Uitspraak
GERECHTSHOF ARNHEM - LEEUWARDEN
[Z](hierna: belanghebbende)
heffingsambtenaar van het gemeenschappelijk belastingkantoor Lococensus-Tricijn(hierna: de heffingsambtenaar)
Gerechtshof Arnhem-Leeuwarden
In deze zaak heeft het Gerechtshof Arnhem-Leeuwarden op 29 november 2016 uitspraak gedaan in hoger beroep over de waardevaststelling van een patiowoning door de heffingsambtenaar van het gemeenschappelijk belastingkantoor Lococensus-Tricijn. De belanghebbende, eigenaar van de onroerende zaak, had bezwaar gemaakt tegen de vastgestelde waarde van € 249.000 per waardepeildatum 1 januari 2013 en de bijbehorende onroerendezaakbelasting. De rechtbank Overijssel had het beroep van de belanghebbende ongegrond verklaard, waarna hij in hoger beroep ging.
Het Hof heeft de bevoegdheid van de heffingsambtenaar om de waarde vast te stellen en de aanslag op te leggen, beoordeeld aan de hand van de Gemeenschappelijke regeling en de relevante wetgeving. Het Hof concludeerde dat de heffingsambtenaar rechtsgeldig was aangewezen en dat de Gemeenschappelijke regeling op de juiste wijze bekend was gemaakt.

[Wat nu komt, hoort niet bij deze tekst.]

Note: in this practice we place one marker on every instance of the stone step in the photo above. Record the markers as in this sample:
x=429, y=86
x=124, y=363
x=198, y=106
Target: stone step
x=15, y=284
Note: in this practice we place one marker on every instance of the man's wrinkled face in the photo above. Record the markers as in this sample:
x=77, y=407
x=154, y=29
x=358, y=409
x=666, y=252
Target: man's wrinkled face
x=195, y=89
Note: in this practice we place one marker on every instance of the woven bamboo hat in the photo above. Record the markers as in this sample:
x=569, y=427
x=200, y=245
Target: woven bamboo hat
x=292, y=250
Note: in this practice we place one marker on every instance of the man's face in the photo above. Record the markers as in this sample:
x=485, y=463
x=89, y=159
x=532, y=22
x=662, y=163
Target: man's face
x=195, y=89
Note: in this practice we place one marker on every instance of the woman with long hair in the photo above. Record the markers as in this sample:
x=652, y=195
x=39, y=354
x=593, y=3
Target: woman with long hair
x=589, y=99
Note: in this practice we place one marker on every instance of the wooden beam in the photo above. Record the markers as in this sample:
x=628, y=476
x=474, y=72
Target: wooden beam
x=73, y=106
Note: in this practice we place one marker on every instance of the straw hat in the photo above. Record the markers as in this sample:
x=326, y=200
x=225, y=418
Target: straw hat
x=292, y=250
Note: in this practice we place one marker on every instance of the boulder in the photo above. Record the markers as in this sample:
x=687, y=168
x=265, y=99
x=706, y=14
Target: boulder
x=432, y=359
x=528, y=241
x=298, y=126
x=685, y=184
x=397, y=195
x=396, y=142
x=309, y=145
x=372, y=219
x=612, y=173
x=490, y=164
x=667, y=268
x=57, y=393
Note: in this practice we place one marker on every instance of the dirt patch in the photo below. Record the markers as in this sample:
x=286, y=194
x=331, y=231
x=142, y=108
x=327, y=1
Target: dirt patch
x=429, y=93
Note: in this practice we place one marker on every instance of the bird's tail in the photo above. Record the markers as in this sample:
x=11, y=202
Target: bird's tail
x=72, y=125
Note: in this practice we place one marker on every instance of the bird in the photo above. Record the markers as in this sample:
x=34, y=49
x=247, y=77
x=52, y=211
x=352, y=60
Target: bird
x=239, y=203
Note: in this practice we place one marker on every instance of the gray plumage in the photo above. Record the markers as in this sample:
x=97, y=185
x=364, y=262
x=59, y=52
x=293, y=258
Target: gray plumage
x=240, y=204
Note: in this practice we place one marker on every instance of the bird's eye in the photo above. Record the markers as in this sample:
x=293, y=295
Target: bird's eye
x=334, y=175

De belanghebbende betwistte de hoogte van de vastgestelde waarde en voerde aan dat de vergelijkingsobjecten niet vergelijkbaar waren. Het Hof oordeelde dat de heffingsambtenaar de waarde aannemelijk had gemaakt en dat de vergelijkingsobjecten voldoende vergelijkbaar waren.
Daarnaast werd het gelijkheidsbeginsel besproken, waarbij het Hof oordeelde dat de belanghebbende niet had aangetoond dat er sprake was van schending van dit beginsel. Het Hof bevestigde de uitspraak van de rechtbank en verklaarde het hoger beroep ongegrond. De proceskosten werden niet toegewezen, en de belanghebbende werd geïnformeerd over de mogelijkheid om in cassatie te gaan tegen deze uitspraak.